US government bond prices fell on Wednesday after robust retail sales data eased concerns over sluggish economic growth, while fresh supply of 10-year Treasuries weighed on the market after an $8 billion auction.
Treasury yields hit their highest levels since late November - with five-, 10- and 30-year yields rising the most in a month - while the interest rate futures market indicated less probability of the Federal Reserve easing monetary policy next year.
Retail sales data set the tone when the government reported a 1.0 percent gain in November, which includes the start of the critical holiday shopping season.

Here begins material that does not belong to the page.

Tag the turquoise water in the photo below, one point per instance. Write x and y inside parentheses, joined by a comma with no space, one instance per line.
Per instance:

Last month's rebound after an October dip surpassed the median forecast of a 0.2 percent increase among economists surveyed by Reuters.

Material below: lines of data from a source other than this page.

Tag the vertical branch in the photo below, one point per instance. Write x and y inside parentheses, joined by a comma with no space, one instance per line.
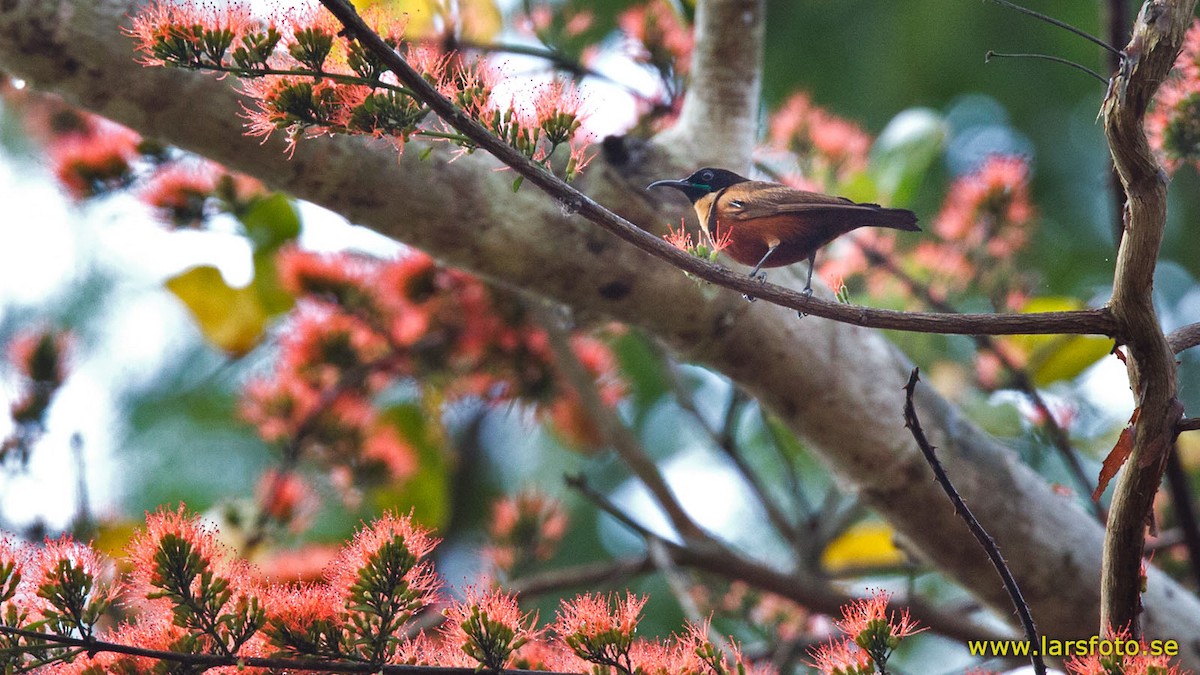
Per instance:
(981,535)
(719,121)
(1185,511)
(1117,12)
(1156,42)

The data came a day after the Federal Reserve left interest rates on hold for the fourth straight meeting, though some investors expecting rate cuts next year had drawn encouragement from its references to a "substantial" cooling in the housing market and "mixed" economic indicators. "Definitely the retail sales number is very good," said Adam Brown, co-head of US Treasury trading at Barclays Capital.
"Yields were too low. If you believe the Fed is on hold, which is what we believe, and this market is already pricing in cuts, this move made sense," he said. Benchmark 10-year notes tumbled 20/32 in price to yield 4.57 percent, up from 4.49 percent late on Tuesday. The yield rose as far as 4.59 percent.
Two-year notes were trading down 5/32 in price to yield 4.71 percent. Earlier, the yield hit 4.72 percent. Five-year notes were down 12/32 in price to yield 4.54 percent.
The 30-year long bond was down 35/32, pushing the yield up to 4.68 percent. The yield hit a session high of 4.70 percent. The results of the government's $8 billion reopening of a previous 10-year note provided further reason to sell bonds.
The bid-to-cover measure of demand in the Treasury auction was 2.48, below the 2.91 in the September reopening. The high yield of 4.58 percent was above the when-issue yield of 4.57 percent. Indirect bids, which measure demand from foreign central banks and private institutional investors, were also fairly low. In response to the retail sales data, some economists boosted their forecasts on consumer spending and gross domestic product growth in the fourth quarter.
"People are liquidating some long positions," said James Caron, head of US interest rate strategy at Morgan Stanley in New York. "You can't think of a rate cut anytime soon."